Kurt poked his head around the glass door. “Anything else I can do for you while I have Sam on the line?”
“Yes, find out where Jane Daughtry met Unsub One. My money is on college. She went to George Mason. I want to know if she was ever seen by the campus medical staff for unexplained bruising, breaks or anything that might have been abuse. Find her school records. If she ever reported a rape or sexual assault, I want to know about it.”
Kurt nodded and relayed the information to Sam.
“Anything else?”
Oh boy, yes!
“Yeah, but not for Sam.” I waited while Kurt said goodbye. As soon as he was back in my room, I started up again. “Where’s Matthew Collins?”
“Sandra called him in, he couldn’t get off shift but said he’d swing by when his shift ends.”
“Good.

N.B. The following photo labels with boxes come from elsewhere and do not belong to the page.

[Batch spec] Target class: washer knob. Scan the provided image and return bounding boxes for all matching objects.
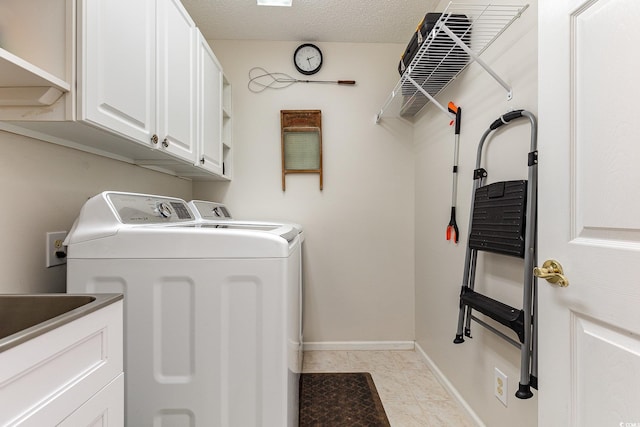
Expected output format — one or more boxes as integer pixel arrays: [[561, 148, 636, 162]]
[[156, 202, 173, 218]]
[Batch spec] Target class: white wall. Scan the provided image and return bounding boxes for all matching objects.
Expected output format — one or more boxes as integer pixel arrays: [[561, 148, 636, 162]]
[[194, 41, 414, 342], [414, 1, 544, 426], [0, 131, 191, 293]]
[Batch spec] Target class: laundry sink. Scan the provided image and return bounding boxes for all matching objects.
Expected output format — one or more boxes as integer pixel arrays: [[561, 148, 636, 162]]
[[0, 294, 124, 427], [0, 294, 122, 352]]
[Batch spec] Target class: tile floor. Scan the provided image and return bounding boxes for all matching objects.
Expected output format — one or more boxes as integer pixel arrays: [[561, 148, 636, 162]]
[[303, 350, 474, 427]]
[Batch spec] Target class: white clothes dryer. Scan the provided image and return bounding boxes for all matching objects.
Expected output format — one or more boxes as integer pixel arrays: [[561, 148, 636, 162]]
[[189, 200, 304, 240], [66, 192, 302, 427]]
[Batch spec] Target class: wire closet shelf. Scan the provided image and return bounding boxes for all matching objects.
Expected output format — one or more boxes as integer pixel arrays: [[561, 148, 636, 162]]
[[376, 3, 529, 123]]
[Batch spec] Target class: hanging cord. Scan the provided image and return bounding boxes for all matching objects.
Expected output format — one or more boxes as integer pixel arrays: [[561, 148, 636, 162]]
[[247, 67, 356, 93]]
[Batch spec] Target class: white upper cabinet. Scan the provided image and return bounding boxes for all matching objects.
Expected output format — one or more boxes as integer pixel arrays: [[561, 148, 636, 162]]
[[198, 31, 222, 175], [80, 0, 196, 163], [0, 0, 231, 180], [78, 0, 156, 144], [156, 0, 196, 163]]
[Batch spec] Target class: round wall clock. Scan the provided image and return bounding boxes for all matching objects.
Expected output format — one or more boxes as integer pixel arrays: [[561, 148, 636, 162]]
[[293, 43, 322, 76]]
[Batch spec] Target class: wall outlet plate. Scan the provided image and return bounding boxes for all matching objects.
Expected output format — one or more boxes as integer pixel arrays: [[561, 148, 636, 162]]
[[493, 368, 508, 406], [45, 231, 67, 268]]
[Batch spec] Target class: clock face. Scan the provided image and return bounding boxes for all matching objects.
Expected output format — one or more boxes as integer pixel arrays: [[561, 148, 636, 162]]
[[293, 43, 322, 75]]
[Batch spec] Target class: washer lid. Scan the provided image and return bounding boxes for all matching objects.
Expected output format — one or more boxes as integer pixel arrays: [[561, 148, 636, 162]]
[[65, 192, 300, 260]]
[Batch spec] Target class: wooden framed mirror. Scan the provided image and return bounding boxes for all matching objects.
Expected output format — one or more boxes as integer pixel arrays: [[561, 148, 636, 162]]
[[280, 110, 322, 191]]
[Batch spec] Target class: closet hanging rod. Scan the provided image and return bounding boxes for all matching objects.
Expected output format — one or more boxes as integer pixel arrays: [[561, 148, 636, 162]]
[[375, 2, 529, 123]]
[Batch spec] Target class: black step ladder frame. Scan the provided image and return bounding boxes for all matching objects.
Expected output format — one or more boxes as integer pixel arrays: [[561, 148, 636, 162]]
[[453, 110, 538, 399]]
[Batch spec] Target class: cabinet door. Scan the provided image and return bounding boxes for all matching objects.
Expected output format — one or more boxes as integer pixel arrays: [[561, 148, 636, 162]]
[[57, 374, 124, 427], [197, 32, 222, 175], [78, 0, 156, 144], [157, 0, 196, 164]]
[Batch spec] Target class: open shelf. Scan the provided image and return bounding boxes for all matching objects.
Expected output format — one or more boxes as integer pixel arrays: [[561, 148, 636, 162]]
[[376, 3, 529, 123]]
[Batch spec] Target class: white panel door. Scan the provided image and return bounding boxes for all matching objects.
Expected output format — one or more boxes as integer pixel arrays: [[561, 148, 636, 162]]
[[198, 32, 222, 175], [538, 0, 640, 427], [156, 0, 196, 164], [78, 0, 156, 144]]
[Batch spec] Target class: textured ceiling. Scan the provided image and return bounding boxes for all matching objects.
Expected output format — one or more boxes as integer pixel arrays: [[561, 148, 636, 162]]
[[182, 0, 439, 43]]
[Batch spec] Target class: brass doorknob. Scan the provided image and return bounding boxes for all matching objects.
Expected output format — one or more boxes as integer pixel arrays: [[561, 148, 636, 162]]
[[533, 259, 569, 288]]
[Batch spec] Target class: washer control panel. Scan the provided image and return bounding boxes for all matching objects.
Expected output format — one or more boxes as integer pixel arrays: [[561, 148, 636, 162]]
[[189, 200, 232, 220], [106, 193, 195, 224]]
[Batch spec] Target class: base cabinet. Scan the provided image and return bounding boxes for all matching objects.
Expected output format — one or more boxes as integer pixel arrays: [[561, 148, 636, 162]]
[[0, 0, 231, 180], [0, 300, 124, 427], [58, 374, 124, 427]]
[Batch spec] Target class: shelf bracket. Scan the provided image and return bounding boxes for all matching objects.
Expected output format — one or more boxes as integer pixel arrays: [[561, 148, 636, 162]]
[[405, 74, 456, 119], [440, 24, 513, 100]]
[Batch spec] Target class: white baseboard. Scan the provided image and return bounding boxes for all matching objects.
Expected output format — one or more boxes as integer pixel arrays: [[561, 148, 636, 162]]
[[415, 343, 486, 427], [303, 341, 415, 351]]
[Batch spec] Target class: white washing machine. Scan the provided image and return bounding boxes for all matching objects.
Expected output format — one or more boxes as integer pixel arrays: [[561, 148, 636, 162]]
[[189, 200, 304, 358], [66, 192, 302, 427]]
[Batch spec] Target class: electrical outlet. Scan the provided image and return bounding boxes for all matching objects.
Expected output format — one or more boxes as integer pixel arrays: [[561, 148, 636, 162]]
[[46, 231, 67, 268], [493, 368, 508, 406]]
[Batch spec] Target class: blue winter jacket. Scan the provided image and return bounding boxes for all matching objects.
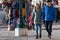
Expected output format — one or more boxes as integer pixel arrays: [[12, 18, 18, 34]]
[[41, 5, 56, 21]]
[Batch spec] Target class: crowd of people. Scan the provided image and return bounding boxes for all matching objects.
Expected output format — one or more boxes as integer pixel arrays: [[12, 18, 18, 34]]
[[2, 0, 56, 39]]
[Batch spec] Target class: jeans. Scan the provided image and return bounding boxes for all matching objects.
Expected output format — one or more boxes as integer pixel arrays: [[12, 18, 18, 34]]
[[45, 21, 53, 36], [35, 24, 41, 36]]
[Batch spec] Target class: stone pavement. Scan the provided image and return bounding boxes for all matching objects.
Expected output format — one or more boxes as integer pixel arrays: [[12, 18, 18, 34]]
[[0, 22, 60, 40]]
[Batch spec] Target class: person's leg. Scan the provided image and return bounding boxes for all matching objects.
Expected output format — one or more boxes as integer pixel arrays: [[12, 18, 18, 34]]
[[35, 24, 38, 39], [45, 21, 49, 34], [39, 25, 42, 38], [49, 21, 53, 38]]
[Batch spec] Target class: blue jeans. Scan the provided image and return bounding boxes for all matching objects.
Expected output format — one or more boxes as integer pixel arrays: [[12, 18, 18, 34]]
[[34, 24, 42, 36]]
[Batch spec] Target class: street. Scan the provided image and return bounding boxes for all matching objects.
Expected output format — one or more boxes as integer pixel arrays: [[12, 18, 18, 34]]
[[0, 22, 60, 40]]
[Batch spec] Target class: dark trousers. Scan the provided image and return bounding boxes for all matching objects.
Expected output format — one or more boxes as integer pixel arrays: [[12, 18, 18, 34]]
[[45, 21, 53, 36], [35, 24, 41, 36]]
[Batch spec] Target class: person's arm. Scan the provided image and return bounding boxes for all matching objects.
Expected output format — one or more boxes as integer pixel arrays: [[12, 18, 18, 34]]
[[53, 8, 57, 21], [31, 8, 35, 21], [41, 7, 45, 20]]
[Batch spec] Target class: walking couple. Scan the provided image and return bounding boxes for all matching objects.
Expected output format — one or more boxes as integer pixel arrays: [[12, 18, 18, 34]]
[[31, 0, 56, 39]]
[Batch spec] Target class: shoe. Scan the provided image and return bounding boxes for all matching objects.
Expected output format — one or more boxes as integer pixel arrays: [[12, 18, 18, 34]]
[[39, 34, 41, 38], [36, 36, 38, 39], [48, 35, 51, 39]]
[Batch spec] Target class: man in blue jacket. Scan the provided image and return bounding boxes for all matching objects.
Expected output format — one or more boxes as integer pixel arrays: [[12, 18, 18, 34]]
[[42, 0, 56, 39]]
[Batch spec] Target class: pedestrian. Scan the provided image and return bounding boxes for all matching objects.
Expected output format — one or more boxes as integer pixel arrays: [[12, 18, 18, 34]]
[[32, 3, 41, 39], [42, 0, 56, 39], [9, 0, 19, 30]]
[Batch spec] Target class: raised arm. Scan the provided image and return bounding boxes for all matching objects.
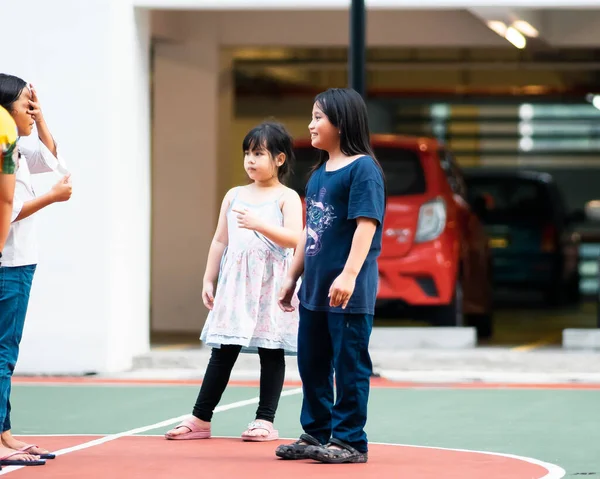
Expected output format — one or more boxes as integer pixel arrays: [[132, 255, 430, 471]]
[[202, 189, 235, 309], [233, 189, 302, 248]]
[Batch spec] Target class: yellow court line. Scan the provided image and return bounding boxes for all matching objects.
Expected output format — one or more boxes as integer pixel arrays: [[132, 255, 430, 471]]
[[511, 333, 561, 353]]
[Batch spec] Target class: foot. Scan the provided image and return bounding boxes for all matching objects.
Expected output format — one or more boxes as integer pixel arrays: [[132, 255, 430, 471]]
[[165, 416, 210, 438], [242, 419, 273, 437], [306, 439, 369, 464], [1, 431, 50, 459], [0, 447, 40, 462], [275, 434, 321, 460]]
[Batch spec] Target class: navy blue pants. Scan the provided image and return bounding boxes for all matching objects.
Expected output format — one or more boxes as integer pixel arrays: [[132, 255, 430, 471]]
[[0, 265, 35, 432], [298, 306, 373, 453]]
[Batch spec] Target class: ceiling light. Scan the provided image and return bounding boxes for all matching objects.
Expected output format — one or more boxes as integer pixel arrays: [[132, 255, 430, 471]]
[[512, 20, 540, 38], [504, 27, 527, 49], [487, 20, 508, 37]]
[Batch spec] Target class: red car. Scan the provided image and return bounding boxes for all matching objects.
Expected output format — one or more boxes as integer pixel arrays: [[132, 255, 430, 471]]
[[291, 135, 492, 338]]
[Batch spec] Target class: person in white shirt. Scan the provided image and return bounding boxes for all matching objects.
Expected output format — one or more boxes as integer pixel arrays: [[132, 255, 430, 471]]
[[0, 106, 18, 255], [0, 74, 72, 465]]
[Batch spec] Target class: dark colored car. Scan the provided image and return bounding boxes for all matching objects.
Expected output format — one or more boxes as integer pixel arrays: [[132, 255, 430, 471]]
[[466, 168, 582, 304]]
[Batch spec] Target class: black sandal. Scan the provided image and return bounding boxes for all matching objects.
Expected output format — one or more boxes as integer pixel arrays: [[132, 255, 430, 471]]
[[275, 434, 321, 459], [306, 438, 369, 464]]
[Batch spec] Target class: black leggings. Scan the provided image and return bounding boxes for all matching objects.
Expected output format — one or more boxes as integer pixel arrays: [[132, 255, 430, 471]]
[[192, 345, 285, 422]]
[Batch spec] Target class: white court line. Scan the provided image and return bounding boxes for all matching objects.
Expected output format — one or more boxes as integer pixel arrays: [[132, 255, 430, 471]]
[[0, 388, 302, 476], [369, 442, 567, 479], [5, 434, 566, 479]]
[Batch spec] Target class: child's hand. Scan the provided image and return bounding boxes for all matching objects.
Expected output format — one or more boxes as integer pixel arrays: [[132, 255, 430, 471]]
[[50, 174, 73, 203], [231, 208, 262, 231], [328, 271, 356, 309], [202, 281, 215, 311], [279, 278, 296, 313]]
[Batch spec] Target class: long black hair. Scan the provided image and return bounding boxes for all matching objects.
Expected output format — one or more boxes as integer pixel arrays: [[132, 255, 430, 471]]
[[242, 120, 295, 184], [311, 88, 387, 197], [0, 73, 27, 112]]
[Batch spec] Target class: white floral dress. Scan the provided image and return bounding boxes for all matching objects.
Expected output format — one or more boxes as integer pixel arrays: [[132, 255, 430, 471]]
[[200, 187, 298, 354]]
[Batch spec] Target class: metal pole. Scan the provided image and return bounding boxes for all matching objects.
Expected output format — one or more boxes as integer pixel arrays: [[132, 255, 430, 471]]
[[348, 0, 367, 98], [596, 256, 600, 328]]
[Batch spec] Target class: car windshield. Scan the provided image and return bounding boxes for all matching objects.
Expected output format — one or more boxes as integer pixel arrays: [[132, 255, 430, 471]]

He might know the name of whoever it was who used to like patchouli and who hurt Jane.”
“There’s nothing in her recent past.”
“I think whatever it was, happened when she was at college, so it’s not recent.”
“So why did the Unsub wait until now to kill her?”
“That I don’t know. Could be one of several things. He may not have been able to get to her. He may have been quietly planning this the whole time. Something may have triggered this killing spree.”
Kurt nodded. “You think he knows the Russian who knows Hank?”
“Yep, they’re working together.”
“When did they meet?”
“Could be on campus. I think the Russian is older than the other Unsub. I didn’t get a good enough look at him to know for sure. But if he were a rent-a-cop on campus he would’ve had an element of perceived power, which might have made him an attractive friend to Unsub One.”
Kurt nodded in agreement. Always nice when people agree with me.
Mitch squeezed my hand to get my attention. “I know you need to spit out everything you’ve got in your head regarding this case, El …”
Dammit.
He wanted to talk. I was pretty sure I didn’t want to know. I felt okay, the first time I’d felt really okay in weeks. Seemed like a bad thing. Pollyanna assured me it didn’t need to be bad, that maybe I just got used to feeling like crap and didn’t notice anymore. I looked at Mitch, trying to gauge his thoughts. I couldn’t hear them in my head. No clues.
Suck it up, Princess, the conversation will happen whether you like it or not.
“Okay, let’s do this,” I said, with more resignation than I intended. “Tell me.”
He let my hand go and fished something out of his pocket. A piece of paper. Carefully he unfolded it and handed it to me.
Black and white.
Not the easiest picture to see.
After carefully studying the image, I was none the wiser.
“What am I looking at?”
He moved closer and pointed to part of the image. “This here is baby one.”
My brain stopped. Rewound, froze again, followed by a jolt and it lurched forward.
“Sorry, say that again, because I thought you said baby one?”